Lately I have been thinking a lot about form. How can the form of a play help to tell its story? How is changing form vital to keeping theatre relevant? This is something that I’ve been contemplating recently as a playwright and something that I think is also relevant to dramaturgy, as the dramaturge must fully understand the world of the play and the reasons for the choices that the playwright has made in order to be an advocate for the Piece. Also, the dramaturge must push for theatre to affect its audience as much as possible.

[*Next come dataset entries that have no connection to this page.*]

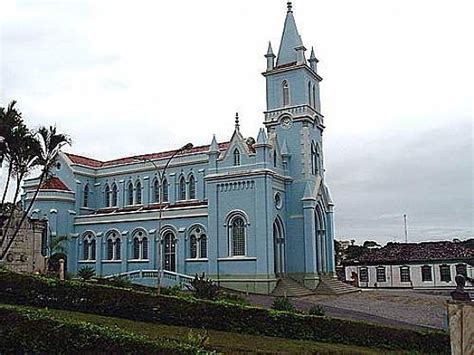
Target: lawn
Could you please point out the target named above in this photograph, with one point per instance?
(225, 342)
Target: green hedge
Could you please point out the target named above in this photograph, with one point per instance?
(109, 301)
(27, 331)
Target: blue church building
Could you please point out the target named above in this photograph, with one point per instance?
(245, 212)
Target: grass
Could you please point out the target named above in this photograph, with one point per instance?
(219, 341)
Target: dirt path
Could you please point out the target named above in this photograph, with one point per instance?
(391, 307)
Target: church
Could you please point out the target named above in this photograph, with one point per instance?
(245, 212)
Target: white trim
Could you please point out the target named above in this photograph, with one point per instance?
(238, 258)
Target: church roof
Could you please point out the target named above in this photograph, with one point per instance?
(290, 39)
(400, 253)
(94, 163)
(54, 183)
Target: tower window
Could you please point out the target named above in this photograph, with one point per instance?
(286, 93)
(236, 157)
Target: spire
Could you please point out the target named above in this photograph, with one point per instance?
(270, 57)
(262, 137)
(290, 40)
(214, 147)
(237, 125)
(313, 60)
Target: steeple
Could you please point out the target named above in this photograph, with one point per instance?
(291, 46)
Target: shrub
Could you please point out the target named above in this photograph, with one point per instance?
(86, 273)
(59, 336)
(204, 288)
(316, 310)
(283, 304)
(109, 301)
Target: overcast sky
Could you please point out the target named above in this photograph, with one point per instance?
(129, 77)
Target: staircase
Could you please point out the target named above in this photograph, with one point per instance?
(329, 285)
(290, 288)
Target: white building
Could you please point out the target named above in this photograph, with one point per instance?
(411, 265)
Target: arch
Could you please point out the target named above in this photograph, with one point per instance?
(236, 155)
(114, 245)
(279, 247)
(130, 193)
(169, 250)
(192, 187)
(107, 195)
(182, 188)
(285, 92)
(138, 193)
(164, 193)
(155, 191)
(85, 197)
(114, 195)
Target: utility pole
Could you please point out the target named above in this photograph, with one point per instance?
(406, 230)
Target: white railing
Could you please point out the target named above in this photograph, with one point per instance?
(154, 274)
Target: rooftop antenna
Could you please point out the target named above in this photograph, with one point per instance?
(406, 230)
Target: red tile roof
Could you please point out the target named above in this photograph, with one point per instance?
(93, 163)
(414, 252)
(54, 183)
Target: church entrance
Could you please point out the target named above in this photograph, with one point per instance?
(169, 260)
(279, 248)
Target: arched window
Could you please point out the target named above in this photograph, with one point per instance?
(136, 248)
(114, 195)
(156, 191)
(197, 244)
(238, 236)
(85, 200)
(192, 188)
(314, 95)
(309, 94)
(165, 190)
(113, 246)
(203, 246)
(130, 193)
(193, 246)
(138, 193)
(286, 93)
(314, 162)
(145, 248)
(107, 195)
(88, 251)
(182, 188)
(236, 157)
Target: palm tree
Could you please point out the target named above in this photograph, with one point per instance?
(50, 143)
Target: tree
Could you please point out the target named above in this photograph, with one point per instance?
(24, 151)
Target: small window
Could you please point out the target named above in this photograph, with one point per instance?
(85, 201)
(405, 274)
(182, 188)
(192, 188)
(238, 236)
(236, 157)
(130, 194)
(445, 272)
(286, 93)
(364, 275)
(165, 190)
(381, 274)
(156, 191)
(461, 269)
(114, 195)
(138, 193)
(426, 273)
(107, 196)
(203, 246)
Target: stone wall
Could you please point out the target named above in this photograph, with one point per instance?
(25, 252)
(461, 327)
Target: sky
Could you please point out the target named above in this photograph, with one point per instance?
(123, 78)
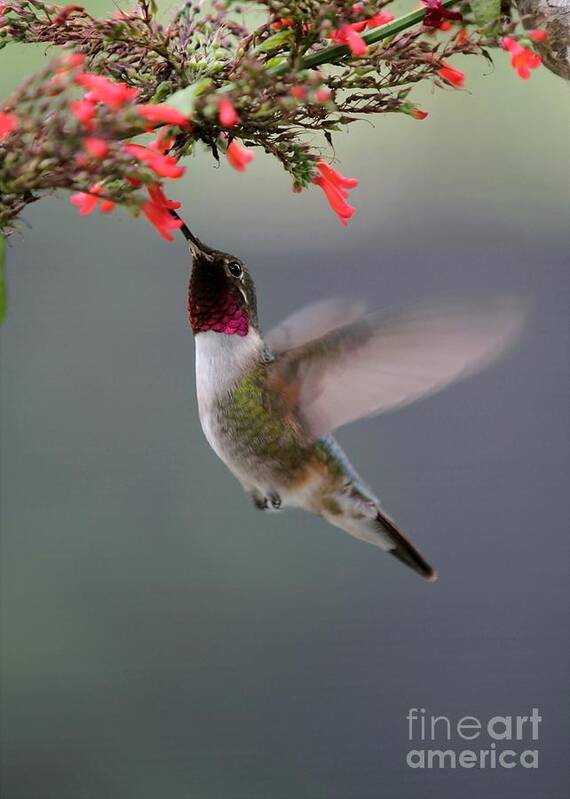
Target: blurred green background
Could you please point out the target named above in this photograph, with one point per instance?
(160, 637)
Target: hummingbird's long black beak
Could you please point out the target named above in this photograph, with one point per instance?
(197, 247)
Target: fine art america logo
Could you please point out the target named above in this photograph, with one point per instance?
(441, 742)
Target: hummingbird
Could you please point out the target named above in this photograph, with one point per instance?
(268, 405)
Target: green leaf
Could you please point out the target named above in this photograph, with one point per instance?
(183, 99)
(2, 283)
(276, 61)
(485, 11)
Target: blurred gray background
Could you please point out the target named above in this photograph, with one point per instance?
(160, 638)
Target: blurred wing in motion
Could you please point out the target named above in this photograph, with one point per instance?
(312, 322)
(385, 361)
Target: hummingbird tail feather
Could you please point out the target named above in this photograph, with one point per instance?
(365, 519)
(403, 549)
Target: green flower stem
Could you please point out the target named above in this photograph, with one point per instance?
(183, 99)
(336, 53)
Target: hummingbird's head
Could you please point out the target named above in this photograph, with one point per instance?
(221, 293)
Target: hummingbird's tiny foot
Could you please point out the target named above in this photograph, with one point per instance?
(260, 502)
(275, 500)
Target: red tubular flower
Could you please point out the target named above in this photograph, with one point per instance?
(164, 165)
(238, 156)
(462, 37)
(84, 201)
(355, 42)
(162, 114)
(8, 124)
(335, 187)
(522, 59)
(84, 111)
(436, 14)
(106, 91)
(226, 113)
(98, 148)
(379, 19)
(349, 36)
(452, 75)
(159, 216)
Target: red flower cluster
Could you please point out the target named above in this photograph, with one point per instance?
(100, 90)
(522, 58)
(8, 123)
(88, 201)
(335, 187)
(238, 156)
(437, 16)
(349, 33)
(452, 75)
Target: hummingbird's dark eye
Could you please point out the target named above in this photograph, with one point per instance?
(235, 269)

For our last class we read Mac Wellman’s adaptation of Antigone. He uses unconventional, poetic text layered with movement to tell his story. He encourages collaboration from everyone involved. He gives suggestions for dances but leaves it to the company to choreograph them, he provides imagistic stage directions rather than literal ones that can be read aloud or not as the director/ other collaborators see fit. He provides a tapestry of wonderfully specific images for those creating the piece to work with. He engineers that the text is but a layer in the performance. Interestingly the word text, which we now think of as only words, comes from the same root as textile, or a weaving together. Mac Wellman owns this concept in his work. His embracing of this concept involves everyone fully in the creation process in an engaging way. He ends his play by declaring that it is the end, but acknowledging that “Some may not think so.” Thereby inviting the audience to be collaborators in their own experience. In fact he demands this of them throughout by providing specific, visceral images, but requires that the audience create a way to string them together, they must play close attention to connect them all. In his interview with Carrie Hughes, Wellman discusses how the gods are not an actual concept for us the way that they were for the ancient Greeks. He declares that now we believe in logic as the given, so he uses the play’s form to upend our logic, thereby providing a potentially similar experience to the Greeks having their notions of god upended and examined. So although Wellman’s form is radically different from Sophocles’, perhaps he reaches modern audiences in a way that is very faithful to the original.
Mac Wellmans’ Antigone is a very important play to me because of its engagement with the audience. I feel like in today’s world theatre makers/ artists need to be very specific about the things that are vital about theatre that film and TV cannot capture. What is unique and necessary about live performance? To me, a large part of the answer is direct and active engagement with the audience: The shared experience of engaging, analyzing, being emotionally or mentally effected, and creating community through and because of these things.